Sequencing reads were analyzed with the Chan Zukerberg ID (CZ-ID) platform [10], using analysis pipeline v8.3 with NCBI database Index Date: 2024–02-06. Analyses were filtered using CZ-ID recommended filtering criteria, including nucleotide (NT) bases per million > 100, non-redundant protein (NR) bases per million > 1, nucleotide alignment length (L) > 200 bp, and NT and NR expect values (E-value) < 0.001. For human papillomavirus reads, the viral type of the best aligned reference genome was accepted as the viral type.

Results

A total of 46 placentas were selected for the study, including 25 cases with a clinical diagnosis of high-grade chronic villitis of unknown etiology (VUE), 4 cases with a clinical diagnosis of CMV villitis (confirmed with CMV IHC stain), and 17 control cases without a pathologically significant diagnosis (16 of the 17 controls were previously reported in Norgan et. al [11]).

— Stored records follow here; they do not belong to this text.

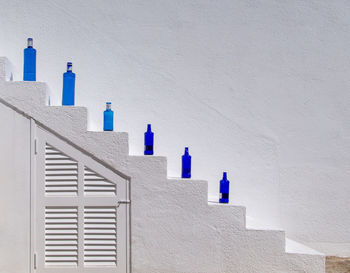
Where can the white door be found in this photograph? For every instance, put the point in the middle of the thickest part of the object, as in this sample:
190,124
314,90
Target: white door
81,211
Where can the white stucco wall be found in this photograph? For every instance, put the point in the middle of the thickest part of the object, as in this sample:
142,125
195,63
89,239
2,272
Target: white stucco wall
257,88
15,192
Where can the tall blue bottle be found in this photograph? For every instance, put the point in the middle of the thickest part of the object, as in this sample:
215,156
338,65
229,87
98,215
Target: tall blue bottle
186,164
29,68
108,118
149,140
68,86
224,189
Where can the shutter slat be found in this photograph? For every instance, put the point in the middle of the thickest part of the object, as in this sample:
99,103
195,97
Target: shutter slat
61,236
61,173
94,184
100,236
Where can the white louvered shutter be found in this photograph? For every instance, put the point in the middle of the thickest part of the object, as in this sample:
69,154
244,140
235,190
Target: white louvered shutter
81,211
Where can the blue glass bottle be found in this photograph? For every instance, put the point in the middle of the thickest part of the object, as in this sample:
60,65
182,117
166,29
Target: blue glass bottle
29,68
224,189
149,140
68,86
186,164
108,118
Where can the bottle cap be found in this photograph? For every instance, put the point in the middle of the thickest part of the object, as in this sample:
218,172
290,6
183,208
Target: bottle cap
30,42
69,67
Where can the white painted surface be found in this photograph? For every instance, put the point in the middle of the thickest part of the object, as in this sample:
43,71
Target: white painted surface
15,192
257,88
173,228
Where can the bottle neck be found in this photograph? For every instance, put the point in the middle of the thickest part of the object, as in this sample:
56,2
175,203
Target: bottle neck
30,43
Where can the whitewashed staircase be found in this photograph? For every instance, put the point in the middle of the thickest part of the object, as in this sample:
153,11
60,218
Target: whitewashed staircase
173,227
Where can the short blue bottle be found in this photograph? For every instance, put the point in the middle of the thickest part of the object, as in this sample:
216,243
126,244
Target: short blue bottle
149,141
29,69
108,117
186,164
224,189
68,94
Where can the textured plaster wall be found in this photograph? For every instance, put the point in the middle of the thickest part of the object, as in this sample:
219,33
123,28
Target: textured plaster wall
15,192
257,88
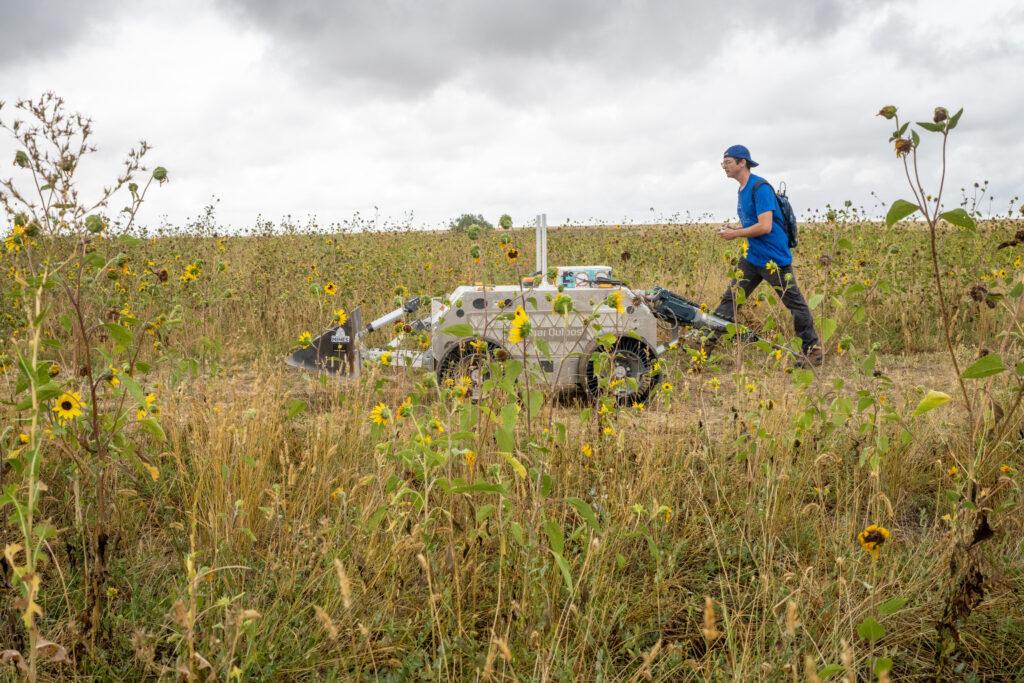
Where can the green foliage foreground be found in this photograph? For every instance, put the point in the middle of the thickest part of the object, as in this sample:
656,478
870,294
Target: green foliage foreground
177,504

A subset of VUE cases had other concurrent placental pathology (Supplemental Table 1), but high-grade VUE was a major finding in each case. Twelve of the selected controls were from placentas that did not undergo clinical histopathologic examination; for this subset only maternal age and gestational age at delivery were available. Representative histology from CMV villitis and VUE cases is shown in Figure 1. A single VUE case had CMV identified by metagenomic analysis. On review, this case demonstrated high-grade chronic villitis and rare foci of plasma cell villitis but was classified as VUE due to negative immunohistochemical staining for TORCH pathogens (including CMV). This case was reclassified to the CMV cohort for subsequent analyses.

Figure 1. Representative micrographs of CMV (infectious) villitis and villitis of unknown etiology (VUE) cases.

Figure 1.

Panels (A-D) show features of CMV villitis. (A) CMV inclusion (arrowhead) within a chorionic villus with chronic villitis; (B) Plasma cell (arrows) villitis seen in a VUE case which was CMV-positive by metagenomics; (C) Plasma cell (arrows) villitis and hemosiderin deposition (arrowhead); (D) Positive immunohistochemical stain for CMV (arrows); (E) Cluster of chorionic villi with vascular obliteration (arrows) due to VUE. Scale bar represents 0.1 mm.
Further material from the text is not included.